Although there’s not much the town can do about chain stores closing, Michael Freda, the first Selectman of North Haven, told the Record-Journal, “we have a relationship with the plaza owners. We’re working to ensure they can find a retail replacement, but it’s up to the plaza owners to determine what businesses they allow in.”

Williamson hopes for the retrofitting of big box stores, but recognizes that things can do well in some markets and poorly in others. Experiential and service-oriented strip tenants are filling the spaces of what once were exclusively retail stores. In North Haven Commons, Image Laser Hair Removal is right next door to Vein Clinics of America — medical clinics that are more and more frequently moving into strip malls. Nicole Azimov, the Medical Liaison at Vein Clinics of America, says that they’ve been at their North Haven location for two years now. She is in favor of the clinic being in the power center, “I would just say that storefront property in general is easiest to have…your logo is in front of the building…and there is more visibility at the front of the complex.” They’ve embraced their commercial location, and advertises on their website that they are “next to Buffalo Wild Wings in the same plaza as Olive Garden — Red Lobster.”

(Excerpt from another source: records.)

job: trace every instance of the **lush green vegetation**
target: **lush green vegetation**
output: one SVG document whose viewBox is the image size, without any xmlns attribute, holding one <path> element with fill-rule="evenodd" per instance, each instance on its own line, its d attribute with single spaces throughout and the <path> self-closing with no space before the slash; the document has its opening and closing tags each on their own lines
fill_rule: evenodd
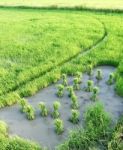
<svg viewBox="0 0 123 150">
<path fill-rule="evenodd" d="M 54 76 L 58 65 L 92 46 L 104 34 L 102 23 L 85 14 L 33 9 L 0 9 L 0 13 L 1 96 L 16 90 L 22 96 L 32 95 L 56 81 L 60 77 L 59 72 Z M 51 70 L 54 73 L 47 77 Z M 34 81 L 41 76 L 43 80 Z M 30 85 L 31 81 L 36 85 Z"/>
<path fill-rule="evenodd" d="M 1 1 L 1 5 L 2 2 L 5 1 Z M 30 5 L 26 1 L 24 4 Z M 78 71 L 87 71 L 91 75 L 93 67 L 98 65 L 117 67 L 116 74 L 110 75 L 108 83 L 112 84 L 115 78 L 116 92 L 123 96 L 123 13 L 0 8 L 0 14 L 0 107 L 10 106 L 20 97 L 35 94 L 39 89 L 56 82 L 61 74 L 76 75 Z M 79 89 L 79 78 L 78 75 L 74 80 L 76 90 Z M 101 78 L 99 71 L 97 79 Z M 63 83 L 67 85 L 65 76 Z M 64 86 L 58 87 L 59 97 L 64 94 Z M 87 91 L 92 90 L 93 83 L 89 81 Z M 68 92 L 72 108 L 78 109 L 73 87 L 69 87 Z M 96 100 L 98 89 L 95 88 L 93 92 L 93 100 Z M 33 108 L 29 106 L 26 109 L 25 101 L 20 103 L 21 111 L 27 114 L 27 118 L 34 119 Z M 39 106 L 41 115 L 47 116 L 45 104 Z M 58 108 L 55 104 L 54 118 L 60 115 Z M 78 123 L 78 110 L 72 110 L 70 120 Z M 54 126 L 56 133 L 64 131 L 61 119 L 56 119 Z M 122 149 L 121 137 L 117 136 L 121 135 L 122 126 L 120 122 L 112 135 L 111 118 L 103 106 L 96 103 L 86 112 L 85 128 L 72 132 L 58 149 L 89 150 L 100 145 L 109 150 L 113 150 L 114 145 Z M 37 144 L 18 137 L 9 138 L 3 122 L 0 122 L 0 137 L 0 149 L 3 150 L 41 149 Z"/>
<path fill-rule="evenodd" d="M 88 8 L 122 9 L 122 0 L 1 0 L 0 5 L 9 6 L 83 6 Z"/>
<path fill-rule="evenodd" d="M 19 137 L 9 137 L 8 126 L 0 121 L 0 149 L 1 150 L 42 150 L 42 148 L 31 141 Z"/>
</svg>

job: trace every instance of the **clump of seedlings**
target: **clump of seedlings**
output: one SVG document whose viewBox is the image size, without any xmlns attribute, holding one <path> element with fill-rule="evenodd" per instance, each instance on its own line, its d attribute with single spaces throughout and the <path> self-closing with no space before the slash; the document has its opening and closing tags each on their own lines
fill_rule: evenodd
<svg viewBox="0 0 123 150">
<path fill-rule="evenodd" d="M 74 95 L 74 90 L 73 90 L 73 86 L 68 86 L 67 87 L 67 90 L 68 90 L 68 96 L 69 97 L 72 97 L 72 95 Z"/>
<path fill-rule="evenodd" d="M 63 121 L 61 119 L 55 119 L 54 125 L 55 125 L 55 132 L 57 134 L 62 134 L 64 131 Z"/>
<path fill-rule="evenodd" d="M 93 88 L 93 94 L 92 94 L 92 97 L 91 97 L 91 99 L 93 100 L 93 101 L 97 101 L 98 100 L 98 93 L 99 93 L 99 88 L 98 87 L 94 87 Z"/>
<path fill-rule="evenodd" d="M 28 103 L 27 103 L 27 101 L 26 101 L 26 99 L 21 99 L 20 100 L 20 105 L 21 105 L 21 112 L 25 112 L 26 111 L 26 107 L 27 107 L 27 105 L 28 105 Z"/>
<path fill-rule="evenodd" d="M 72 102 L 71 107 L 73 109 L 78 109 L 79 108 L 78 99 L 77 99 L 77 96 L 75 94 L 72 95 L 71 102 Z"/>
<path fill-rule="evenodd" d="M 62 84 L 64 85 L 64 86 L 67 86 L 68 85 L 68 82 L 67 82 L 67 76 L 66 76 L 66 74 L 63 74 L 62 75 Z"/>
<path fill-rule="evenodd" d="M 82 78 L 82 73 L 81 72 L 77 72 L 76 73 L 76 78 L 78 79 L 78 83 L 80 84 L 82 81 L 81 81 L 81 78 Z"/>
<path fill-rule="evenodd" d="M 92 92 L 93 91 L 93 86 L 94 86 L 94 83 L 92 80 L 88 80 L 87 81 L 87 87 L 86 87 L 86 91 L 87 92 Z"/>
<path fill-rule="evenodd" d="M 114 83 L 114 73 L 110 73 L 107 84 L 112 85 L 113 83 Z"/>
<path fill-rule="evenodd" d="M 97 70 L 97 75 L 96 75 L 96 79 L 97 80 L 102 80 L 103 78 L 103 75 L 102 75 L 102 70 Z"/>
<path fill-rule="evenodd" d="M 88 73 L 89 76 L 91 76 L 93 74 L 93 67 L 92 67 L 91 64 L 88 65 L 88 67 L 87 67 L 87 73 Z"/>
<path fill-rule="evenodd" d="M 25 110 L 26 116 L 29 120 L 35 119 L 35 110 L 31 105 L 27 105 Z"/>
<path fill-rule="evenodd" d="M 55 101 L 53 103 L 53 112 L 52 112 L 52 117 L 53 118 L 58 118 L 60 116 L 60 113 L 59 113 L 60 106 L 61 106 L 61 104 L 58 101 Z"/>
<path fill-rule="evenodd" d="M 63 97 L 63 94 L 64 94 L 64 85 L 59 84 L 58 85 L 57 96 L 58 97 Z"/>
<path fill-rule="evenodd" d="M 79 116 L 80 116 L 79 111 L 72 109 L 70 121 L 74 124 L 77 124 L 79 122 Z"/>
<path fill-rule="evenodd" d="M 48 109 L 46 107 L 46 104 L 44 102 L 40 102 L 39 108 L 41 110 L 41 116 L 46 117 L 48 115 Z"/>
<path fill-rule="evenodd" d="M 73 88 L 74 88 L 74 90 L 79 90 L 80 89 L 78 78 L 74 78 L 74 80 L 73 80 Z"/>
</svg>

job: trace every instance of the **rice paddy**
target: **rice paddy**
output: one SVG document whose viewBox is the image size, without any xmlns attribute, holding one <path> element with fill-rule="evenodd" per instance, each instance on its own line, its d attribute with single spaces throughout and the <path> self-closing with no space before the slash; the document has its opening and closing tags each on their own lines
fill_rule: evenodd
<svg viewBox="0 0 123 150">
<path fill-rule="evenodd" d="M 122 2 L 95 2 L 0 2 L 0 149 L 123 149 Z"/>
</svg>

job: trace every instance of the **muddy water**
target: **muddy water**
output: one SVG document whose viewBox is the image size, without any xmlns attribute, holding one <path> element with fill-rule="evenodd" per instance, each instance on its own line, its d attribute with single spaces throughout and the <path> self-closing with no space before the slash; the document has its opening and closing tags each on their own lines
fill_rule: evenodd
<svg viewBox="0 0 123 150">
<path fill-rule="evenodd" d="M 118 119 L 121 113 L 123 113 L 123 99 L 117 96 L 114 92 L 114 85 L 106 85 L 106 81 L 110 72 L 115 71 L 113 67 L 98 67 L 103 71 L 103 80 L 97 82 L 95 79 L 96 69 L 94 69 L 94 74 L 91 79 L 94 81 L 95 85 L 100 88 L 99 99 L 104 104 L 105 110 L 109 112 L 114 121 Z M 54 147 L 61 143 L 65 138 L 67 138 L 68 132 L 70 129 L 77 128 L 83 123 L 83 113 L 86 110 L 86 107 L 93 102 L 90 100 L 90 93 L 83 91 L 82 89 L 86 86 L 89 76 L 83 74 L 83 82 L 81 84 L 81 90 L 76 91 L 78 100 L 80 103 L 80 123 L 79 125 L 73 125 L 68 121 L 70 117 L 70 98 L 65 92 L 64 97 L 58 99 L 56 97 L 56 85 L 49 86 L 36 95 L 29 97 L 29 103 L 36 109 L 36 119 L 33 121 L 28 121 L 24 114 L 20 113 L 19 106 L 14 105 L 11 107 L 3 108 L 0 110 L 0 120 L 4 120 L 9 125 L 10 135 L 18 135 L 23 138 L 34 140 L 40 143 L 43 146 L 48 147 L 53 150 Z M 68 78 L 69 84 L 72 84 L 73 78 Z M 60 81 L 59 81 L 60 82 Z M 38 110 L 38 103 L 44 101 L 47 104 L 47 107 L 52 110 L 52 104 L 54 101 L 59 100 L 61 102 L 61 118 L 64 120 L 65 132 L 62 135 L 56 135 L 54 132 L 53 119 L 51 116 L 42 118 Z"/>
</svg>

In 2018, there aren’t many large scale strip malls being built. Sacco says that TPA “hasn’t done anything of that size and configuration since then,” making North Haven Commons their last significant power center. “In the last 10 years…they’ll be some combination of retail, plus residential, plus commercial, rather than something that is purely retail space,” Sacco says. Most new buildings are mixed-use, and according to Gray, “everyone’s moving back towards the city. So you’re seeing much more urban development happen.”

It seems like we’ve seen our last strip mall going up, but as Gray comments, “Again now, will that shift over time? Sure. Retail’s in a constant state of flux.”

The country also is still dotted by the existing strip malls, over 65,000 of them according to the New York Times. In a country that contains 23.5 square feet of retail space per person, we’re still wondering what the changes in the retail landscape will look like. Thinking of solutions, Williamson says, “There is a lot of room for good design here with a strong vision that could come from a civic leader, or an elected official, or some developer who owns a number of properties and is willing to do something different in some special location.”

Williamson takes one more look at the picture of North Haven Commons and is inspired with another idea. “Yeah. I’m looking at this, and it would be really interesting, if they were all to be vacated, to imagine putting agriculture on the parking lots…you can put down a barrier over the asphalt, bring in fresh soil, and go from there.”